Beam search 1010! game implementation.

This repo contains:

  • deterministic game engine in beam1010/ (state, rules, move generation)

  • beam-search planner in beam1010/beam_search.py

  • An offline simulator in simulate_beam.py that repeatedly:

    1. draws a 3-piece hand
    2. runs beam search to plan the best sequence for that hand
    3. applies the planned moves and records rich telemetry to JSON
  • An experimentation setup to run simulations automatically.

The simulator json output is meant for inspecting / tuning heuristic weights.

Requirements

  • Python 3.10+ (no third-party dependencies)

Quick start

Run a single simulated game (beam search runs every hand):

python3 simulate_beam.py --games number_of_games --seed integer --beam-width integer --out directory/name.jsonl

Run an experiment

python3 experiment.py --games nimber_of_games --beam-width integer --max-moves optional integer --out-dir runs/_exp_rand --sidecar false

The moves-only sidecar file (*.moves.json) is optional.

To write it next to --out, pass --write-moves-sidecar:

python3 simulate_beam.py --games 1 --seed 0 --beam-width 10 --out runs/one.jsonl --write-moves-sidecar

Or choose an explicit path with --moves-out:

python3 simulate_beam.py --games 1 --seed 0 --beam-width 10 --out runs/one.jsonl --moves-out runs/one.moves.json

Tip: avoid naming your main output *.moves.json. The *.moves.json suffix is reserved for the sidecar file name.
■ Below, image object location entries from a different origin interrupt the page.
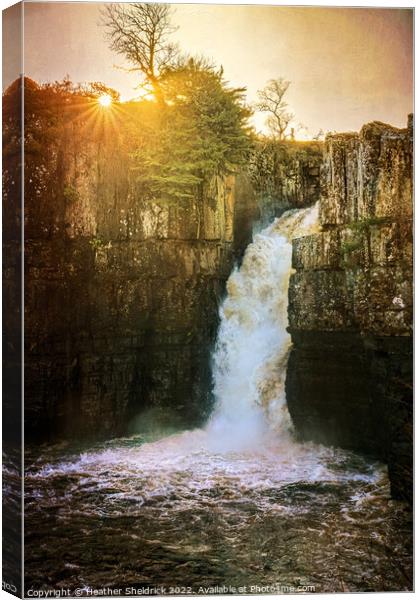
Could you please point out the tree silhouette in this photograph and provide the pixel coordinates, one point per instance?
(140, 33)
(271, 100)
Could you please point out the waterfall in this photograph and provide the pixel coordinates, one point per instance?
(252, 347)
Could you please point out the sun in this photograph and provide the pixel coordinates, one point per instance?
(105, 100)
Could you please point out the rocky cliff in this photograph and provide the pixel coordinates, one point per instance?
(285, 175)
(349, 378)
(121, 290)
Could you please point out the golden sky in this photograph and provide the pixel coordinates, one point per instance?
(347, 66)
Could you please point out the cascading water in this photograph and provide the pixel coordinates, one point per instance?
(238, 504)
(253, 344)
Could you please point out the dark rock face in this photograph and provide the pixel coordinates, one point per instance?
(285, 175)
(121, 291)
(349, 379)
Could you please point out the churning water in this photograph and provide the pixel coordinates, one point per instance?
(236, 506)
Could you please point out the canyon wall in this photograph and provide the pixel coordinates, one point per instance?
(349, 379)
(121, 291)
(285, 175)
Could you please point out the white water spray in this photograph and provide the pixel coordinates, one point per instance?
(253, 345)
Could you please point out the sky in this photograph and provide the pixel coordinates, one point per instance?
(346, 66)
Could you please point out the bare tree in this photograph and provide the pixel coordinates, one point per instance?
(271, 100)
(140, 33)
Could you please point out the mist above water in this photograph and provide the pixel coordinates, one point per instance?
(252, 347)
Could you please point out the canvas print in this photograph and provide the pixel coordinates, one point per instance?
(207, 295)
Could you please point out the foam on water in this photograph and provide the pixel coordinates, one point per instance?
(253, 344)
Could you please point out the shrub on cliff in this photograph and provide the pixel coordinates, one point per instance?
(201, 131)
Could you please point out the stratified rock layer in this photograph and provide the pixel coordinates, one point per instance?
(121, 291)
(349, 378)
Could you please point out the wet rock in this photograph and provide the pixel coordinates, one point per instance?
(349, 379)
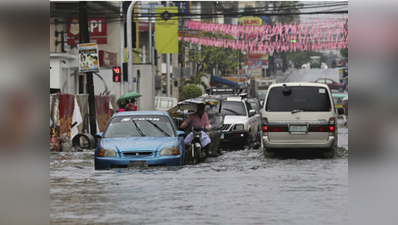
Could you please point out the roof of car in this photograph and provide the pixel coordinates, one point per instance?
(134, 113)
(298, 84)
(339, 95)
(236, 99)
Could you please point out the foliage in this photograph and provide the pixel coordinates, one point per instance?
(207, 57)
(197, 80)
(191, 91)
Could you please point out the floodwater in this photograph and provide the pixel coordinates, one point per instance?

create game with json output:

python3 simulate_beam.py --games 1 --seed 0 --beam-width 10 --format json --out runs/one.json

for sidecar too:

python3 simulate_beam.py --games 1 --seed 0 --beam-width 10 --format json --out runs/_tmp_two.json --write-moves-sidecar

Replay game

python3 game.py --replay runs/one.json

Run an experiment (one file per seed)

If you want one output file per game (instead of a single JSON/JSONL file containing many games), use experiment.py.
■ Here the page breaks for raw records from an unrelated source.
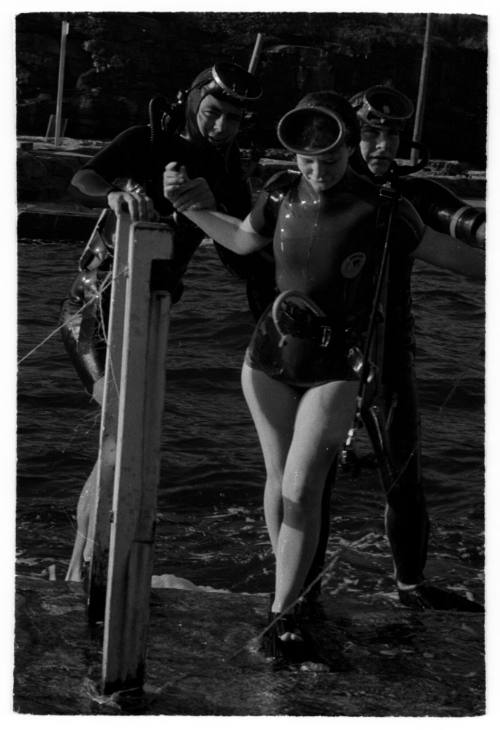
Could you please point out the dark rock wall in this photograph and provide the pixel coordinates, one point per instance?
(115, 62)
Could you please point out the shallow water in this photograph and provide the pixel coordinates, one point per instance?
(211, 528)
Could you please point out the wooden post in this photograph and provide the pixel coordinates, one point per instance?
(137, 468)
(422, 90)
(60, 80)
(98, 533)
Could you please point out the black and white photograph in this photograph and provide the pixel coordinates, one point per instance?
(249, 442)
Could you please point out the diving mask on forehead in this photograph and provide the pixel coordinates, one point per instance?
(383, 107)
(234, 82)
(311, 130)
By default (when --seed is omitted) it generates a random seed per game and writes:

  • SeedXXXXX.json
  • SeedXXXXX.moves.json (only if --sidecar true)

Example:

python3 experiment.py --games 10 --beam-width 25 --out-dir runs/exp --sidecar true

If you want reproducible experiments, pass a base seed (game i uses seed+i):

python3 experiment.py --games 10 --seed 0 --beam-width 25 --out-dir runs/exp --sidecar true

If you want a multi-line, human-readable file, write JSON instead of JSONL:

python3 simulate_beam.py --games 1 --seed 0 --beam-width 10 --format json --out runs/one.json

Limit the run to a small number of placements (useful for debugging):

python3 simulate_beam.py --games 1 --seed 0 --beam-width 10 --max-moves 10 --format json --out runs/ten_moves.json

That command also produces the moves-only sidecar:

  • runs/ten_moves.moves.json

What “running beam search” means here

Beam search is executed inside simulate_beam.py once per hand:

  • It calls beam1010.beam_search.beam_search_best_sequence(state, beam_width=..., depth=len(hand)).
  • “Option A” behavior: the search depth is limited to the current hand only (no lookahead into future random hands).

Output format

JSONL (default)

Default output is JSON Lines: one JSON object per game per line (compact / one line). This is great for large runs and streaming.

JSON (pretty)

With --format json, the simulator writes a single JSON array of game results (multi-line, indented).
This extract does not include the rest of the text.